May 9, 2011

Three Signs Your Provider Is Taking You For A Ride

Auto insurance is an important facet of life for any automobile driver and you want to get the best auto insurance quote available. You want proper coverage that will protect in the event of an accident but you do not want to pay too much for it. There are three things you should look for in your automobile insurance plan to see if your insurance provider is taking unfair advantage of you. If you notice any of these, it is time for you to switch.

Driving Record Improves, Rates Stay the Same

Everybody knows that if you get tickets for moving violations or are at-fault in an accident, the amount you pay for auto insurance is likely to go up when you renew. But after time, these incidents will be removed from your driving record and if you are safe, nothing else will replace them. Once you have a clean driving record your auto insurance quote should decrease. No insurance company should charge you the same amount for when you had marks against your record and when your do not.

Infractions will typically stay on your record for three years. Even if your record is not spotless but has improved, you should be able to find a forgiving insurer who will offer you discounted rates.
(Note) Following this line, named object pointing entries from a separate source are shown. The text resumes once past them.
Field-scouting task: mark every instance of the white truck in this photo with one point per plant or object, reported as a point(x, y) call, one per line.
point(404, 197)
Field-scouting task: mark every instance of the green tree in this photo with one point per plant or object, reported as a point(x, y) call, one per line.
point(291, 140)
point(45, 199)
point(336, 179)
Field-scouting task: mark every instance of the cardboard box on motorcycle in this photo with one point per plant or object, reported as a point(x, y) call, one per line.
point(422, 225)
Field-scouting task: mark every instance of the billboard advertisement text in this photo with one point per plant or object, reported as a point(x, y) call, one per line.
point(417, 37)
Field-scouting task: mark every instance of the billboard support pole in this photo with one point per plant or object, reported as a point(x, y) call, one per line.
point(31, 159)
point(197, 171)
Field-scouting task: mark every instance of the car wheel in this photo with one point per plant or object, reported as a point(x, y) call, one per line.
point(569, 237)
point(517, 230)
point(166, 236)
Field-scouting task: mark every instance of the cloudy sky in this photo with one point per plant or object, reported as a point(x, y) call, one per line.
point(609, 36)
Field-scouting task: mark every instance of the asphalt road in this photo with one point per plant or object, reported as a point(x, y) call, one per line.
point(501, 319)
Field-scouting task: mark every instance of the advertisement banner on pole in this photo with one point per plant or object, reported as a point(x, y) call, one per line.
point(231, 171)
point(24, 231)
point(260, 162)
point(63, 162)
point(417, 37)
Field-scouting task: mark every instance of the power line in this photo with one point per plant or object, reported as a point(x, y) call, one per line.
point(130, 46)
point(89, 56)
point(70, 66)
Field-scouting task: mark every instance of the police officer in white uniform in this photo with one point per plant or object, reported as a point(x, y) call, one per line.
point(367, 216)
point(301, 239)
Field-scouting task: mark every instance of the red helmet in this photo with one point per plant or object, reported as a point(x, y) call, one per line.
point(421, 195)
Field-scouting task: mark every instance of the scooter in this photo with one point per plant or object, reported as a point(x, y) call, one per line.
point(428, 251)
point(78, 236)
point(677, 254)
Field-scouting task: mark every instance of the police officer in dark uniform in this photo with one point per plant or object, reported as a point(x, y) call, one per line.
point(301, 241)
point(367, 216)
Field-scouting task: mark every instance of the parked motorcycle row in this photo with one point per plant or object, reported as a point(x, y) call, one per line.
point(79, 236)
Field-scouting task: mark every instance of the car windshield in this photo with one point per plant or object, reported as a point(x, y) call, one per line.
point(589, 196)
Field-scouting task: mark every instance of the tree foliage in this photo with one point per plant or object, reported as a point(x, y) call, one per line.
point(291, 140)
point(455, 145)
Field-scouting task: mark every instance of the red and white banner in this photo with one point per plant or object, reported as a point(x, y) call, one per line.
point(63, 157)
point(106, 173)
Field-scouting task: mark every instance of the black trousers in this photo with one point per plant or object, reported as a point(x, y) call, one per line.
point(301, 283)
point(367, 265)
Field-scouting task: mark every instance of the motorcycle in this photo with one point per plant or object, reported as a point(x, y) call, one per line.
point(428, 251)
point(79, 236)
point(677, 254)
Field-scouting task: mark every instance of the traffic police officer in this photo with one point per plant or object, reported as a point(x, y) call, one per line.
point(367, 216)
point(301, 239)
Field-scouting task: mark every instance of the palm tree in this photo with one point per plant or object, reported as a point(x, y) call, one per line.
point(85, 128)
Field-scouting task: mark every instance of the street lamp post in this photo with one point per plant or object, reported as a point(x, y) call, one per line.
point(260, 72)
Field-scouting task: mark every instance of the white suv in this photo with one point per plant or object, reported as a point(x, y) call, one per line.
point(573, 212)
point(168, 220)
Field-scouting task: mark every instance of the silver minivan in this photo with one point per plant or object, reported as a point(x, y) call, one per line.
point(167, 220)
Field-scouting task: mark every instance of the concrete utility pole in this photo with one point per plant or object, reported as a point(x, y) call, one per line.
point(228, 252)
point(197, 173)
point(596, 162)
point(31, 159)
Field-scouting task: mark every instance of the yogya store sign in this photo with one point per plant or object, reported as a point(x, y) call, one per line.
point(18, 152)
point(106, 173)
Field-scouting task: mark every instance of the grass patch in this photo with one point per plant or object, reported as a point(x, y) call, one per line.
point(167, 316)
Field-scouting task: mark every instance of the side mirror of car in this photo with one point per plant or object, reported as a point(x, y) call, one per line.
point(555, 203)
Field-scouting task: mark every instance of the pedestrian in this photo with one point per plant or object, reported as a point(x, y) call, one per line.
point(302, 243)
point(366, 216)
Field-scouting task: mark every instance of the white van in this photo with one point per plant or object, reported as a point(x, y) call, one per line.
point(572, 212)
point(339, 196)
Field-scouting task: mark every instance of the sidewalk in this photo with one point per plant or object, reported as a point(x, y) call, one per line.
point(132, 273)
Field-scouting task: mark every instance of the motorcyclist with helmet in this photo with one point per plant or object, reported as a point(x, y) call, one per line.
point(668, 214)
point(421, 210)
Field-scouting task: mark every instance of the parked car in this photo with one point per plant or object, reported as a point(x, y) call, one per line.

If you have improved to a perfect record, you should be able to find much more substantial discounts.

You Are an Average Driver Paying More than the National Average

The Insurance Information Institute estimates that the average driver pays about $70 a month on auto insurance. Granted there are many factors that affect this such as age, marital status, gender and type of car but if you are paying well over this, it is time to find a new provider.

There are exceptions of course. Drivers with DWIs on their record should expect to pay well over the average amount for up to seven years after their conviction. The same goes for those who just cannot avoid getting speeding tickets or other moving violations.

Your Automobile Insurance Plan Has Fees in Addition to Your Premium

Some insurance companies try to get you to pay as much as possible upfront. If you do not pay for the next six months at one time, they may try to tack on a $10 convenience charge or something similar each month. That eventually adds $120 every year. If you want to pay in monthly installments, then you should not buy your insurance from a carrier that will punish you for doing so. There are plenty of insurance providers out there that will offer similar monthly rates without the extra fee.